Here is a simple case, which can emulate the latency issue (the real latency
is lager). The case create 800 VM as background do nothing, then repeatedly
create 20 VM then destroy them after 400ms, every VM will do simple thing,
create in kernel irq chip, and register 15 riqfd (emulate 5 devices and every
device has 3 irqfd), just trace the "irq_bypass_register_consumer" latency, you
will reproduce such kind latency issue. Here is a trace log on Xeon(R) Platinum
8255C server (96C, 2 sockets) with linux 6.2.20.

Reproduce Case
https://github.com/zhuangel/misc/blob/main/test/kvm_irqfd_fork/kvm_irqfd_fork.c
Reproduce log
https://github.com/zhuangel/misc/blob/main/test/kvm_irqfd_fork/test.log

To fix these latencies, I didn't have a graceful method, just simple ideas
is give user a chance to avoid these latencies, like new flag to disable
irqbypass for each irqfd.

Any suggestion to fix the issue if welcomed.

Looking at the code, it's not surprising that irq_bypass_register_consumer() can
exhibit high latencies.  The producers and consumers are stored in simple linked
lists, and a single mutex is held while traversing the lists *and* connecting
a consumer to a producer (and vice versa).

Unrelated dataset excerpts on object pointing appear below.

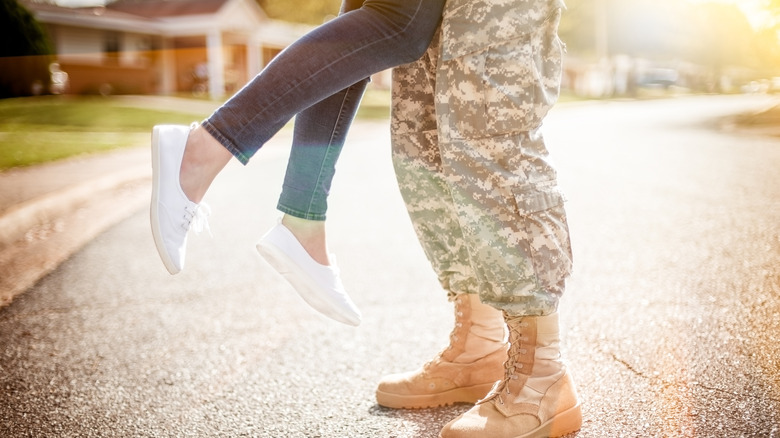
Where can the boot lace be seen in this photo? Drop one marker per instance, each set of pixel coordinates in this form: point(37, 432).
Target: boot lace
point(454, 337)
point(512, 367)
point(196, 218)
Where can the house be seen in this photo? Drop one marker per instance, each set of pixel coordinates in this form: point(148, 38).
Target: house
point(163, 46)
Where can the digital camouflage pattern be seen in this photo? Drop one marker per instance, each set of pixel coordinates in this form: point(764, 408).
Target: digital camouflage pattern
point(470, 158)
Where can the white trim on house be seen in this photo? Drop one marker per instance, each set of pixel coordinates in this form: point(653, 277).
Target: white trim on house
point(233, 36)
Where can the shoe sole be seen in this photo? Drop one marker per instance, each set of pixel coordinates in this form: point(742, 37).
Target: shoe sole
point(154, 216)
point(568, 421)
point(470, 394)
point(301, 282)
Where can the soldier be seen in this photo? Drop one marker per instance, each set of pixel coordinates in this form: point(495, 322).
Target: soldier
point(474, 173)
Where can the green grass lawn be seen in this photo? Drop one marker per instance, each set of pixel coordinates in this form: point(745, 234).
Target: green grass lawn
point(41, 129)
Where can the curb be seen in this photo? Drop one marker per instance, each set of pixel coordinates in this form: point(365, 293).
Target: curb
point(19, 219)
point(38, 235)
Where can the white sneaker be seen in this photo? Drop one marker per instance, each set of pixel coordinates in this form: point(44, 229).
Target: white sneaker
point(319, 285)
point(172, 214)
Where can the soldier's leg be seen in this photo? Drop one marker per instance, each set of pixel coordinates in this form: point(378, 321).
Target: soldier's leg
point(466, 370)
point(491, 102)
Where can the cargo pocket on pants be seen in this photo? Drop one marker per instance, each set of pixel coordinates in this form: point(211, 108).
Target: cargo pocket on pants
point(544, 218)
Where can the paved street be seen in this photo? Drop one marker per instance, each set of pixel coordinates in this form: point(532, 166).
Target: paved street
point(670, 321)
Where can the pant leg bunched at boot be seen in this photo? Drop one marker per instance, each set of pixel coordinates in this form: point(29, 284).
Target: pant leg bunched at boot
point(536, 397)
point(462, 373)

There are two obvious optimizations that can be done to reduce latency in
irq_bypass_register_consumer():

    - Use a different data type to track the producers and consumers so that lookups
      don't require a linear walk.  AIUI, the "tokens" used to match producers and
      consumers are just kernel pointers, so I _think_ XArray would perform reasonably
      well.
My measurements show that there is little performance gain from optimizing lookups.

    - Connect producers and consumers outside of a global mutex.

In usage scenarios where a large number of VMs are created, it is very awful to 
have races
on this global mutex, especially when users on different NUMA nodes are concurrently
walking this critical path.

Wait time to acquire this lock (on 2.70GHz ICX):
- avg = 117.855314 ms
- min = 20 ns
- max = 11428.340.858 ms

Before we optimize this path using rewrites, could we first adopt a conservative 
approach:

- introduce the KVM_IRQFD_FLAG_NO_BYPASS [*], or
- introduce module_param_cb(kvm_irq_bypass ...) (644abbb254b1), or
- introduce extra Kconfig knob for "select IRQ_BYPASS_MANAGER";

[*] 
https://lore.kernel.org/kvm/bug-217379-28872-KU8tTDkhtT@xxxxxxxxxxxxxxxxxxxxxxxxx%2F/

Any better move ?

Unfortunately, because .add_producer() and .add_consumer() can fail, and because
connections can be established by adding a consumer _or_ a producer, getting the
locking right without a global mutex is quite difficult.  It's certainly doable
to move the (dis)connect logic out of a global lock, but it's going to require a
dedicated effort, i.e. not something that can be sketched out in a few minutes
(I played around with the code for the better part of an hour trying to do just
that and kept running into edge case race conditions).